Gene Collier: Some records are not made to be broken

Gene Collier, Pittsburgh Post-Gazette on

Published in Basketball

Long forgotten and deservedly so, a virtually meaningless and dislocated basketball game just happened to be the one in which Wilt Chamberlain's career NBA scoring record fell to Kareem Abdul-Jabbar.

On April 5, 1984, the Los Angeles Lakers were hosting the Utah Jazz in Las Vegas for unexamined reasons, and that's where Kareem put in a workmanlike shift for a team that had long since clinched a playoff berth, scoring 22 points to become the league's all-time best at what the cliche slingers love to call "scoring the basketball."

Eight months and 25 days later, LeBron James was born into the kind of grinding Akron poverty where aspirations were as scarce as just about everything else.

And that's why this week deserves a far better spot than Kareem's lost Las Vegas milestone — if not in history, then certainly in our memories. "Records are made to be broken," we've heard like a broken record for about a hundred years, but when the oldest ones break, the snap is resounding, momentous even.

Six people have held the record that will fall by the close of NBA business on Tuesday, Thursday at the latest. Joe Fulks of the Philadelphia Warriors was the leading scorer at the end of the first NBA season, 1946-47, and the career leader for six years. George Mikan surpassed him and stayed at the top for five, then Dolph Schayes for six and Bob Pettit for two before Wilt held the record for the next 18.

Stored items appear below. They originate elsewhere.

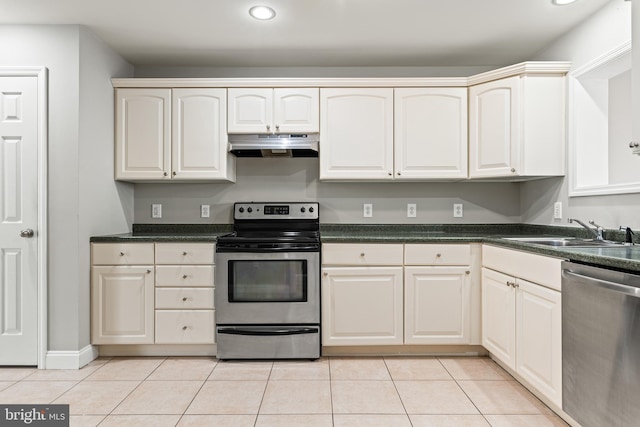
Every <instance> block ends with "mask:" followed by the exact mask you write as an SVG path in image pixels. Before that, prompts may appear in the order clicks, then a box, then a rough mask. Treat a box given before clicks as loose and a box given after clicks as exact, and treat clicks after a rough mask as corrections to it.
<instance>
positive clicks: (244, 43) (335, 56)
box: [0, 0, 623, 67]
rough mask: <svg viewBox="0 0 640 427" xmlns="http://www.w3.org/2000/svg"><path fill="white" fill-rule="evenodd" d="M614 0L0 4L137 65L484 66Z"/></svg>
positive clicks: (265, 66) (186, 0)
mask: <svg viewBox="0 0 640 427" xmlns="http://www.w3.org/2000/svg"><path fill="white" fill-rule="evenodd" d="M611 1H618V2H623V0H578V1H577V2H576V3H573V4H570V5H566V6H554V5H553V4H552V3H551V0H440V1H435V0H0V24H82V25H85V26H87V27H88V28H90V29H91V30H92V31H93V32H95V33H96V34H97V35H98V36H99V37H100V38H101V39H103V40H104V41H105V42H106V43H107V44H109V45H110V46H111V47H112V48H113V49H115V50H116V51H117V52H118V53H120V54H121V55H122V56H123V57H124V58H126V59H127V60H128V61H129V62H131V63H132V64H134V65H147V66H149V65H157V66H220V67H221V66H226V67H243V66H253V67H269V66H280V67H283V66H332V67H336V66H484V65H506V64H510V63H516V62H520V61H524V60H529V59H531V58H532V57H533V56H534V54H535V53H536V52H538V51H540V50H541V49H542V48H544V47H545V46H547V45H548V44H549V43H551V42H552V41H553V40H555V39H556V38H558V37H559V36H560V35H562V34H563V33H564V32H566V31H568V30H570V29H571V28H573V27H574V26H576V25H577V24H578V23H580V22H581V21H583V20H584V19H586V18H587V17H589V16H590V15H591V14H593V13H594V12H596V11H597V10H598V9H600V8H601V7H603V6H604V5H605V4H607V3H608V2H611ZM256 4H265V5H269V6H271V7H273V8H274V9H275V10H276V12H277V16H276V18H275V19H273V20H271V21H256V20H254V19H252V18H250V17H249V15H248V10H249V8H250V7H251V6H254V5H256Z"/></svg>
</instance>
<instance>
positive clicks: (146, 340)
mask: <svg viewBox="0 0 640 427" xmlns="http://www.w3.org/2000/svg"><path fill="white" fill-rule="evenodd" d="M91 263H92V266H91V343H92V344H150V343H153V336H154V322H153V310H154V305H153V286H154V278H155V273H154V266H153V243H138V244H122V243H113V244H110V243H105V244H92V245H91Z"/></svg>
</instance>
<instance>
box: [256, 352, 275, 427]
mask: <svg viewBox="0 0 640 427" xmlns="http://www.w3.org/2000/svg"><path fill="white" fill-rule="evenodd" d="M274 364H275V362H274V361H271V369H269V376H268V377H267V381H266V382H265V384H264V390H263V391H262V398H261V399H260V405H258V412H256V419H255V421H254V422H253V426H254V427H256V425H257V424H258V417H259V416H260V409H262V404H263V403H264V397H265V396H266V395H267V388H268V387H269V381H271V374H272V373H273V365H274Z"/></svg>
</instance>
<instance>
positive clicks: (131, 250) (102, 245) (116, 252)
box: [91, 243, 153, 265]
mask: <svg viewBox="0 0 640 427" xmlns="http://www.w3.org/2000/svg"><path fill="white" fill-rule="evenodd" d="M91 263H92V264H93V265H142V264H153V243H92V244H91Z"/></svg>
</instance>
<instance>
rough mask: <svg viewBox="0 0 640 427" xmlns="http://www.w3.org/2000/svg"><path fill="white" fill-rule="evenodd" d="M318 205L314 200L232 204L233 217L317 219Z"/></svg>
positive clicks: (238, 203)
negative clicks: (307, 201) (308, 200)
mask: <svg viewBox="0 0 640 427" xmlns="http://www.w3.org/2000/svg"><path fill="white" fill-rule="evenodd" d="M318 211H319V205H318V203H314V202H302V203H299V202H295V203H256V202H243V203H236V204H234V208H233V218H234V219H259V220H267V221H268V220H270V219H278V220H282V219H291V220H295V219H318Z"/></svg>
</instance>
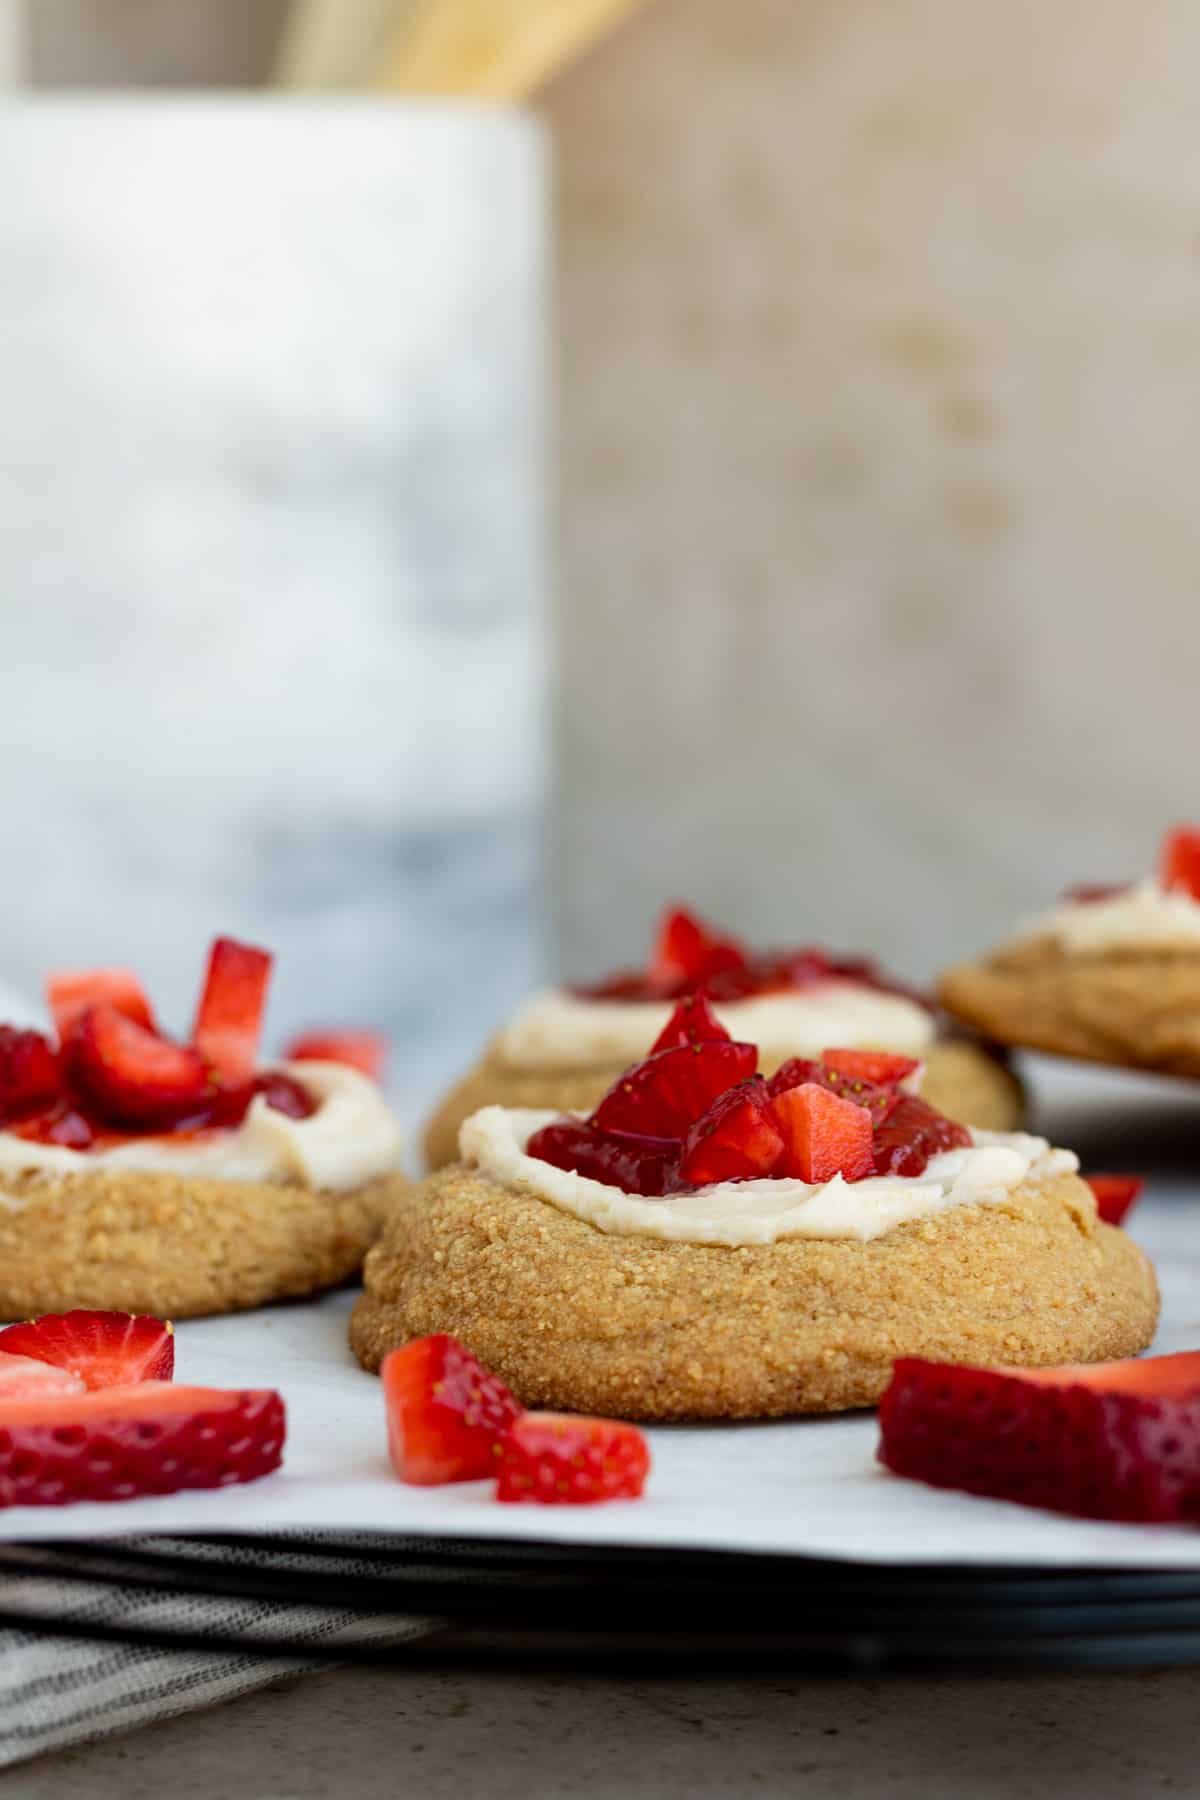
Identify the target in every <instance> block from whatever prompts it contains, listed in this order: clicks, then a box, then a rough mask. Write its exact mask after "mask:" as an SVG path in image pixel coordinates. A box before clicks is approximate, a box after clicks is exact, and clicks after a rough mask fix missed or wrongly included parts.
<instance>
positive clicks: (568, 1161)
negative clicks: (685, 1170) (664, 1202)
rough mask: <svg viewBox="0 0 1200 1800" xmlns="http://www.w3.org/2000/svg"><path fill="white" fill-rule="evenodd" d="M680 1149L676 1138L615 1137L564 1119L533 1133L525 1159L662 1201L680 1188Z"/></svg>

All of which means Kareem's No. 1 status in this regard has been one of the sports world's Facts of Life for 39 years. If he was making a record that was meant to be broken, it was the only thing he wasn't very good at. Others have been even worse, of course.


Cy Young's 511 wins is a record that's never to be broken, owing to all manner of baseball trends since he set it in 1911, most of them unfortunate. If you won 22 games every year for 23 years, you'd still be five short of 511. Last year, no Pirates starter won six games.

You heard me.

Pete Rose's career hits record could enjoy a similar run. His 4,256 has been around for 38 years and looks fairly safe unless Miguel Cabrera's final season includes a wickedly unlikely 1,168 hits. The record for hits in a season is Ichiro Suzuki's 262 and has itself been around for 19 years.

Since we're this far into the weeds, we probably should point out that Emmitt Smith's career record for rushing yards, 18,355, has also stood for 19 NFL seasons, and no active player is closer than Derrick Henry (8,335). Safer still is Jerry Rice's career record for receiving yards (22,895) as no active player has even 14,000. More approachable is Eric Dickerson's record for rushing yards in a season, 2,105, as three running backs had more than 1,500 last season now that a 17th game has been added.